Kagemusha occurs in 16th-century feudal Japan, with financing to complete the film arranged by George Lucas and Francis Ford Coppola. Kagemusha literally means 'double' or 'shadow warrior.' It tells the tale of a thief who replaces the first-injured and then-deceased Lord Shingen Takeda so as to keep the Lord's many enemies convinced that this military genius still lives.
The American financing came about because of the scale of the final battle sequence, though even that sequence surprises us in how all that money is deployed on the screen. Akira Kurosawa was a master of surprise, among many other things. The cinematography is terrific throughout, whether for that doom-laden final battle or for an eerie dream sequence experienced by the thief or for the shadows-and-silhouettes used to indicate battle throughout.
Kurosawa also pulls off the difficult feat of giving us a movie with only one truly likable character, the thief -- and even he is a flawed creature. There's a certain elegiac quality to the proceedings as we see the warfare of the Middle Ages give way to gunpowder and cannons. But Kurosawa undercuts his elegy with both the brutal realities of combat and with the characterization of those lords and retainers still committed to the old ways: in the end, they are deluded and, in their conduct towards the thief, an ungrateful lot of upper-class pricks.
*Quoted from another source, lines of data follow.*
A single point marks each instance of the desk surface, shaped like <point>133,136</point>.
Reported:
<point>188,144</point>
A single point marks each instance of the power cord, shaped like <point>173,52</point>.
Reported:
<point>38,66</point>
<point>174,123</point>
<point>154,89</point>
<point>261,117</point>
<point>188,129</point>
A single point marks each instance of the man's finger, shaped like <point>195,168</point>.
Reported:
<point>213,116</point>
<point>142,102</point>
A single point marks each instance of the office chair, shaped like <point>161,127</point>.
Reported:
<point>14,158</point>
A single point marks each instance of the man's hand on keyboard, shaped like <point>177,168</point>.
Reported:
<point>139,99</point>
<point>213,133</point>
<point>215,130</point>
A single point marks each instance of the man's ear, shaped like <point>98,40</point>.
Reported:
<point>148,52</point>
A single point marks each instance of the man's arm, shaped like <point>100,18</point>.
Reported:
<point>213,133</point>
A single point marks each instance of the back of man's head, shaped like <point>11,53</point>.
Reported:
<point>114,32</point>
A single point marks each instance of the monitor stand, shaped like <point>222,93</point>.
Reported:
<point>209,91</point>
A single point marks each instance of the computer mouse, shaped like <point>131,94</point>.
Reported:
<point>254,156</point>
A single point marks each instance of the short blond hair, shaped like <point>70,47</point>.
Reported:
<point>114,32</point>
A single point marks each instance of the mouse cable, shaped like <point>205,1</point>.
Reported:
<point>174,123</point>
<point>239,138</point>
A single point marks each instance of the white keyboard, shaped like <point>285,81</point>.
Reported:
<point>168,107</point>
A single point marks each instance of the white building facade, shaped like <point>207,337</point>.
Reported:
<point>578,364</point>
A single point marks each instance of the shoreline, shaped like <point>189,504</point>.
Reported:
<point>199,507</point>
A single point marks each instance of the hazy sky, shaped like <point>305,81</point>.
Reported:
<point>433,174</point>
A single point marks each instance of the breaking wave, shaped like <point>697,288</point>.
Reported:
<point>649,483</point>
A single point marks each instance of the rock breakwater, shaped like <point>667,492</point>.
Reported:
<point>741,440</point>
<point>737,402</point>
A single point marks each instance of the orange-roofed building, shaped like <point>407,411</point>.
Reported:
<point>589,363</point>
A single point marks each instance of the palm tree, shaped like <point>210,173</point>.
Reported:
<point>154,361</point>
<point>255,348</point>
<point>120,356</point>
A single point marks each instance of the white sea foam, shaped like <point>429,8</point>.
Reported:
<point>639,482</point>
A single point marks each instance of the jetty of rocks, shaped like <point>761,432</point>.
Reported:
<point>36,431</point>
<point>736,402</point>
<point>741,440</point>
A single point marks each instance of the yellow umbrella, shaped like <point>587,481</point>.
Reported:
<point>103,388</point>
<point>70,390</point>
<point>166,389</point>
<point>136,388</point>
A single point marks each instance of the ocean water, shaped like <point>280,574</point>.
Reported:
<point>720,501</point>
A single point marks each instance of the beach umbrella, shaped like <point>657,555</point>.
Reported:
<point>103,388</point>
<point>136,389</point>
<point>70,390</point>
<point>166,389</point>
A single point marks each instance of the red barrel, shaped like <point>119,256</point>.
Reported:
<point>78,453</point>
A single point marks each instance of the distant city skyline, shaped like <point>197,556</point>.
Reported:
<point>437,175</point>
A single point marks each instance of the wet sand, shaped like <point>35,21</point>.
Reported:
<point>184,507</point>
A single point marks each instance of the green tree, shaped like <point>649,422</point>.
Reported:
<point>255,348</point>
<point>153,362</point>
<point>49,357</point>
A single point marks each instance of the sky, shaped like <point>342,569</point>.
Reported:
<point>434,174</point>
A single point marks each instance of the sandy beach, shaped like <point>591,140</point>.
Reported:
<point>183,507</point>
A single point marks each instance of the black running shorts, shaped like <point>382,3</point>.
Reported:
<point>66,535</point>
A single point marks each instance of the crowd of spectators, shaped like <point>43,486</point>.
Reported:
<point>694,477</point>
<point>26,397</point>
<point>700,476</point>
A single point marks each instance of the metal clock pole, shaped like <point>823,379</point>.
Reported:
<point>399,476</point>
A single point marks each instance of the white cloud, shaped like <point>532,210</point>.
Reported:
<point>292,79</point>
Of Kurosawa's many films involving pre-20th-century Samurai culture, this may be the least. It's certainly the most intimate, despite that giant battle sequence. Even if the least, it's Kurosawa, which beats the best of most everyone else. Kagemusha haunts one in a more mundane way than the supernaturally tinged Throne of Blood, in a less spectacular way than Ran or Seven Samurai. But it definitely haunts, especially in its last tragic, absurd shot. Highly recommended.